Happy New Year! Did you all have a good holiday and New Year’s Eve? Mine was quiet and restful, which was exactly what I needed to get ready for the new year ahead. I’m not a big resolution setter because I find I hardly ever stick to them but I do like to plan goals for the year. I find it a lot easier to say, I would like to eat healthier in 2017 than lose 10 pounds or have goals for my business instead of being specific and then upset when something doesn’t happen exactly the way it should. Life doesn’t work exactly as planned and it’s way easier to go with the flow and adjust your goals as they need be.
While it’ll take some time to get the ball rolling on the business goals, I can get a jump start on the healthier eating and you’ll be joining in for that ride too. In the next 4-6 weeks (ish, I mean let’s be honest Valentine’s Day is fitting in this spectrum and I can’t completely give up chocolate) I’ll be sharing recipes to kick start the new year healthy eating plan. You’ll find everything from easy 30 minute meals, snacks to take on the go, recipes for your Instant Pot, whole30 and paleo friendly recipes and filling breakfasts and lunches.
It all starts off now with the most important meal of the day – breakfast and this quinoa and kale breakfast bowl.
I’m normally an eggs/oatmeal/yogurt breakfast person but this breakfast bowl is perfect for busy mornings and even really pulling double duty as a lunch option. There’s always the excuse of I don’t have time for breakfast in the morning but there’s no excuse when you can prepare it all at home. The base of it is simple with quinoa (go for your favorite type) and sautéed kale with a touch of red pepper flakes and lemon juice. After that top it as you like – my preference is hard boiled eggs and avocado for on the go and seared halloumi cheese and fried or soft boiled eggs at home.

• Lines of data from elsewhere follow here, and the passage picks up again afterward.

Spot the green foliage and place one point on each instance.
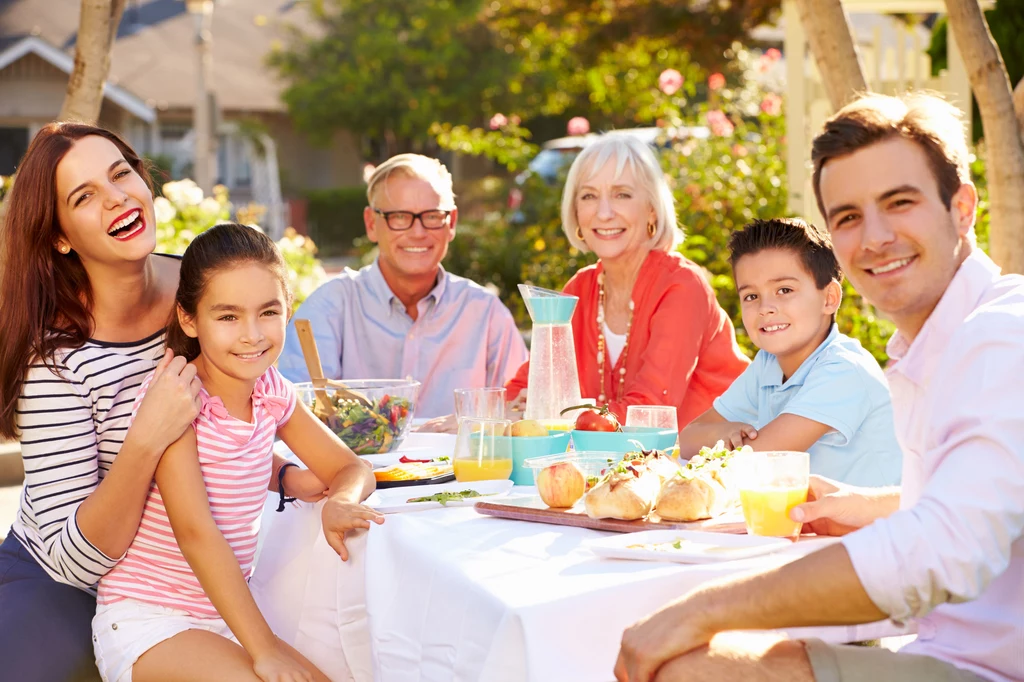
(1006, 22)
(720, 184)
(388, 74)
(335, 218)
(183, 212)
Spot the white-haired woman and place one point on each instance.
(648, 329)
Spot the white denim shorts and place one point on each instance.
(125, 630)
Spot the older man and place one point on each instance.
(403, 315)
(891, 177)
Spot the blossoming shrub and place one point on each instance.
(183, 212)
(720, 183)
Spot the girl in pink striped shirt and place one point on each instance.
(177, 605)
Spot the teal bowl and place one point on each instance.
(524, 448)
(650, 437)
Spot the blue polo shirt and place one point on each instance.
(840, 385)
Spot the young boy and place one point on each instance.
(810, 388)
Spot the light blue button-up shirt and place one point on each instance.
(840, 385)
(463, 337)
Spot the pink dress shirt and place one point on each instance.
(953, 557)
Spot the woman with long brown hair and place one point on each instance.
(84, 301)
(83, 304)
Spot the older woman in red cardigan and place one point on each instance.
(648, 329)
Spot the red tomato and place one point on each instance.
(594, 420)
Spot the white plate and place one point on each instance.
(695, 546)
(393, 500)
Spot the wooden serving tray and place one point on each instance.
(532, 509)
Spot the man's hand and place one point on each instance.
(303, 484)
(341, 517)
(657, 639)
(739, 435)
(835, 509)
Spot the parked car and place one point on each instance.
(553, 161)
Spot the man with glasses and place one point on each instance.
(403, 315)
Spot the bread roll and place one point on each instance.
(628, 493)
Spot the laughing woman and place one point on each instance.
(83, 305)
(648, 329)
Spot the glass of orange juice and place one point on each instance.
(770, 484)
(482, 452)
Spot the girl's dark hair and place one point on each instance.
(45, 297)
(222, 247)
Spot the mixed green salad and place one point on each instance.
(367, 431)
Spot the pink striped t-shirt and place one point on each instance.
(237, 460)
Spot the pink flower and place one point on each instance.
(578, 126)
(771, 104)
(719, 123)
(498, 121)
(670, 81)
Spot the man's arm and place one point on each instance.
(820, 589)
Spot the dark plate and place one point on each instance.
(444, 478)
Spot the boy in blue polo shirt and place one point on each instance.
(809, 388)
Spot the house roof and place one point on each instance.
(154, 58)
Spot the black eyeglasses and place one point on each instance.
(399, 220)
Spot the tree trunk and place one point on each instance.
(1004, 148)
(830, 39)
(96, 31)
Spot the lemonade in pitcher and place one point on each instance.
(466, 470)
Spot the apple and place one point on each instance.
(526, 427)
(561, 484)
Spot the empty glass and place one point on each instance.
(656, 416)
(479, 402)
(482, 452)
(770, 484)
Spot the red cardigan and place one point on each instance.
(682, 348)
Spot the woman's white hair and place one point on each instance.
(627, 152)
(417, 166)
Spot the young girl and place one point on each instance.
(177, 606)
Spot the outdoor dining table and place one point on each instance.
(449, 594)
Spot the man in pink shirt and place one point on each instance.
(891, 177)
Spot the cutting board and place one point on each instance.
(532, 509)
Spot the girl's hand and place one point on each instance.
(303, 484)
(340, 517)
(171, 402)
(278, 666)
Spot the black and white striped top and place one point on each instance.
(72, 428)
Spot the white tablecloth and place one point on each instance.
(453, 595)
(456, 596)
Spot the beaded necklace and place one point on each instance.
(601, 399)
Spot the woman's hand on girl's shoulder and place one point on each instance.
(171, 402)
(340, 517)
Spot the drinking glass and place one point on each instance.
(657, 416)
(482, 452)
(770, 484)
(479, 402)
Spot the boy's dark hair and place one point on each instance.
(219, 248)
(811, 244)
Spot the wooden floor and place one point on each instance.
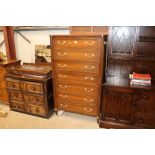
(65, 121)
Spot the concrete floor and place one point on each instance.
(16, 120)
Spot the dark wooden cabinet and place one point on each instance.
(77, 73)
(30, 89)
(123, 105)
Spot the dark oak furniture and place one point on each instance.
(130, 49)
(77, 73)
(3, 90)
(30, 89)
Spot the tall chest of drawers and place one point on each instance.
(77, 64)
(30, 89)
(3, 66)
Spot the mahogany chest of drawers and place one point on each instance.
(30, 89)
(77, 65)
(3, 66)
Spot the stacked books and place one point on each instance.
(140, 79)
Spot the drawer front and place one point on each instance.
(86, 78)
(77, 99)
(145, 120)
(146, 107)
(13, 84)
(87, 110)
(76, 43)
(36, 99)
(85, 67)
(82, 55)
(68, 88)
(17, 106)
(16, 96)
(32, 87)
(37, 110)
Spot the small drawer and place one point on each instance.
(16, 96)
(83, 55)
(78, 43)
(13, 84)
(86, 110)
(76, 66)
(37, 110)
(17, 106)
(86, 78)
(84, 100)
(35, 99)
(32, 87)
(62, 87)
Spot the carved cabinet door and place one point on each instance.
(118, 105)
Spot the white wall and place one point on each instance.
(26, 51)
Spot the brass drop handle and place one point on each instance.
(140, 121)
(143, 109)
(62, 66)
(33, 88)
(62, 76)
(64, 105)
(63, 87)
(88, 109)
(61, 54)
(13, 85)
(88, 89)
(63, 96)
(92, 67)
(145, 97)
(88, 100)
(87, 78)
(36, 110)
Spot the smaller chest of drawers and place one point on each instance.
(3, 65)
(30, 89)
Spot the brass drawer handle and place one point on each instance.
(143, 110)
(88, 100)
(145, 97)
(91, 67)
(33, 88)
(88, 109)
(62, 66)
(87, 78)
(62, 54)
(92, 55)
(36, 99)
(63, 87)
(36, 110)
(62, 76)
(140, 121)
(88, 89)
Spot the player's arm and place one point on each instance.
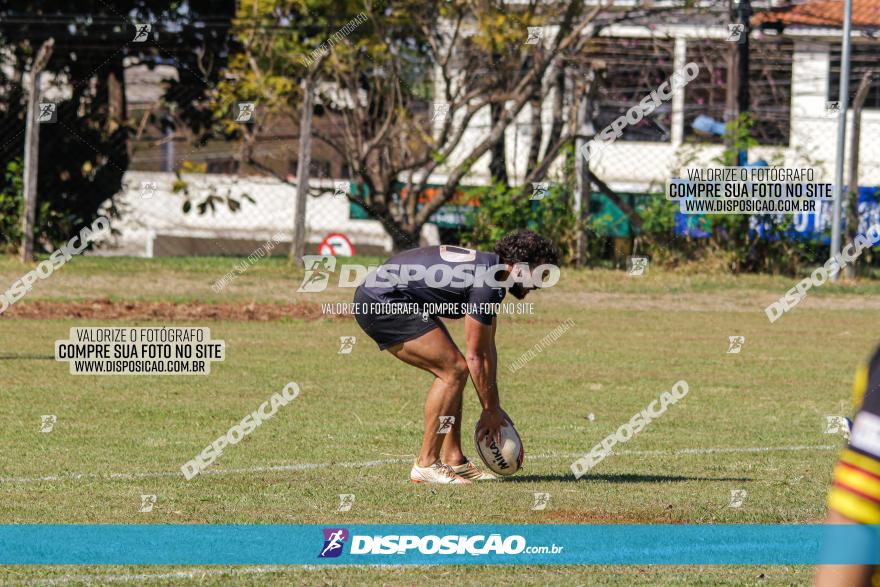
(482, 360)
(855, 495)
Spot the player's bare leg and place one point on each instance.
(435, 352)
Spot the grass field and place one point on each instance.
(753, 421)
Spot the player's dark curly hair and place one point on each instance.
(525, 246)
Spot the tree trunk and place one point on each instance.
(498, 164)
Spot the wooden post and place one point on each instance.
(852, 206)
(297, 247)
(32, 152)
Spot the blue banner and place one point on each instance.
(158, 544)
(813, 226)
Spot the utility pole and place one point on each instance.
(843, 96)
(737, 97)
(583, 175)
(32, 151)
(297, 247)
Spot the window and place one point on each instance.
(862, 58)
(627, 70)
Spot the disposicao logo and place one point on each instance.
(334, 540)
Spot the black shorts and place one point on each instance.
(390, 329)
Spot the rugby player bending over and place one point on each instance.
(420, 339)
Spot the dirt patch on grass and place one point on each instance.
(112, 310)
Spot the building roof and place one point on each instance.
(822, 13)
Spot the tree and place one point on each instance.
(381, 81)
(85, 154)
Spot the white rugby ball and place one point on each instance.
(506, 458)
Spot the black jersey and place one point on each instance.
(443, 288)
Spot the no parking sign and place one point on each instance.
(336, 244)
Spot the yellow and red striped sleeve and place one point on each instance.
(856, 489)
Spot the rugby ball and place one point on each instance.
(506, 458)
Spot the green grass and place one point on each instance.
(632, 339)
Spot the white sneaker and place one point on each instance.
(436, 473)
(472, 472)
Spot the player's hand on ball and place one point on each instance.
(490, 423)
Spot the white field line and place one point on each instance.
(310, 466)
(196, 573)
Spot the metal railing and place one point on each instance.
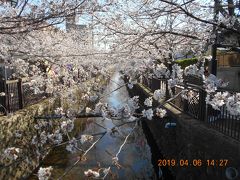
(195, 106)
(15, 95)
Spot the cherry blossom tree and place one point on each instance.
(143, 37)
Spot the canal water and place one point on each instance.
(135, 157)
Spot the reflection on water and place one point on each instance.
(135, 158)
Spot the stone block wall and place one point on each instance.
(17, 130)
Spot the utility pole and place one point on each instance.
(214, 46)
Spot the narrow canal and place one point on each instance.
(135, 157)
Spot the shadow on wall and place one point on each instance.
(231, 75)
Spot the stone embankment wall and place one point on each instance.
(18, 129)
(192, 140)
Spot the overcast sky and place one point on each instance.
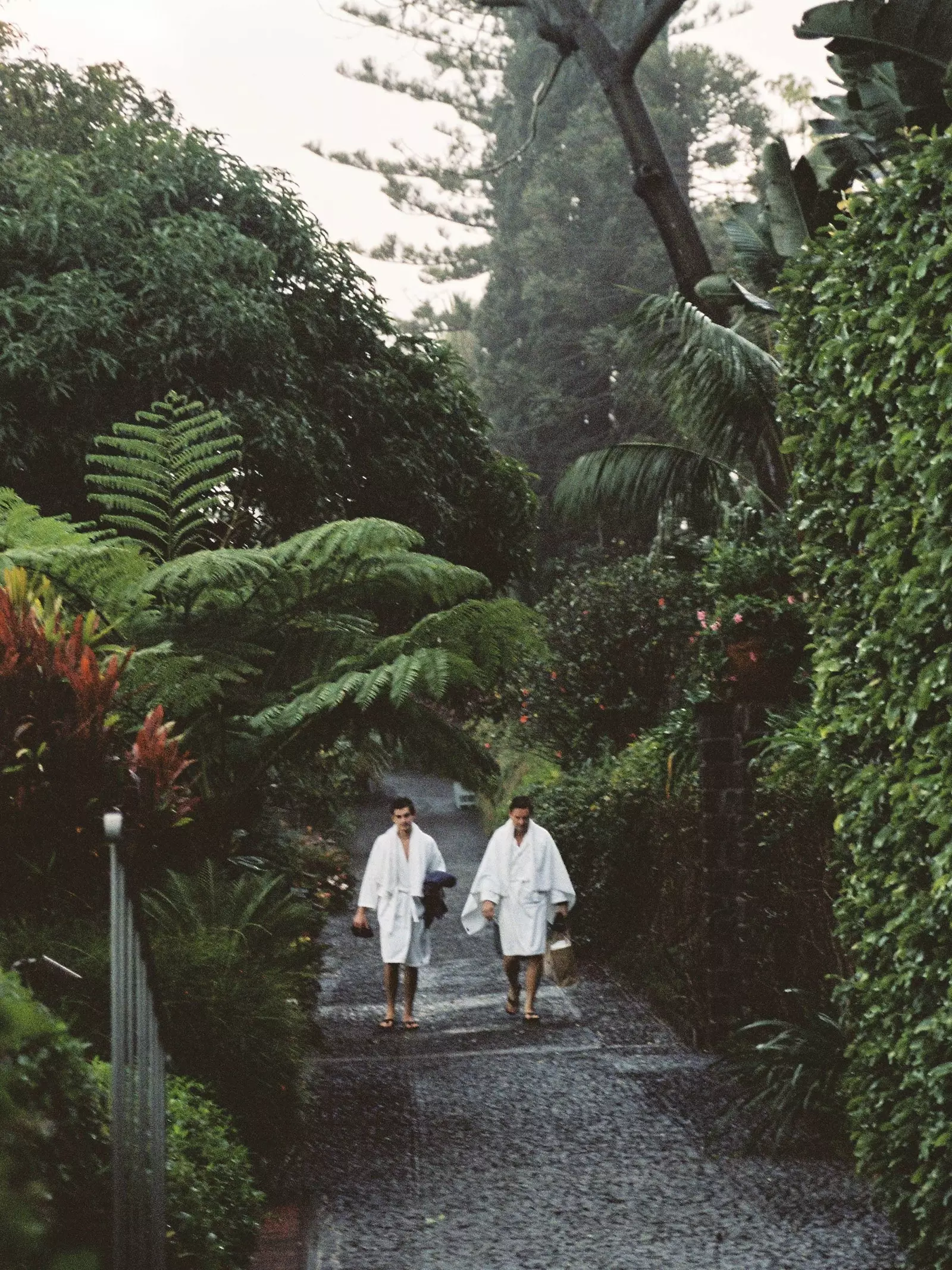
(263, 73)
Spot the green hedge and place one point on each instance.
(54, 1128)
(868, 349)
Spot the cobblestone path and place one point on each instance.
(483, 1143)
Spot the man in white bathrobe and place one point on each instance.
(393, 883)
(521, 884)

It’s simple, filling and will no longer give you the excuse to skip breakfast from here on out.
- 1/2 cup red quinoa
- 1 small bunch green kale
- 1 tablespoon extra virgin olive oil
- 1 lemon, juiced
- 1/2 teaspoon red pepper flakes
- 2-4 hard or soft boiled eggs
- 1 avocado, sliced
- 2-3 slices halloumi cheese (optional)
- lemon slices and extra virgin olive oil to dress
- Cook the quinoa according to the packages directions and set aside.
- Remove the kale leaves from the steams and roughly chop. In a saute pan over medium heat drizzle 1 tablespoons of olive oil and add the kale. Saute until it starts to wilt and then add about 1/2 cup of water to the pan and cook the kale for 5-10 minutes until it cooks down and tenderizes. Season with salt and red pepper flakes and squeeze the juice of 1 lemon over the top.
- If serving immediately divide the quinoa and kale between two bowls and top with either hard or soft boiled eggs and your choice of sliced avocado or 2-3 slices of halloumi cheese that has been grilled slightly in a skillet until it is brown (about 2 minutes per side). Finish with a touch of fresh lemon juice and extra virgin olive oil.
- If making ahead, place the quinoa and kale together in an airtight container and keep refrigerated for 2-3 days. Top with desired topping when ready to eat.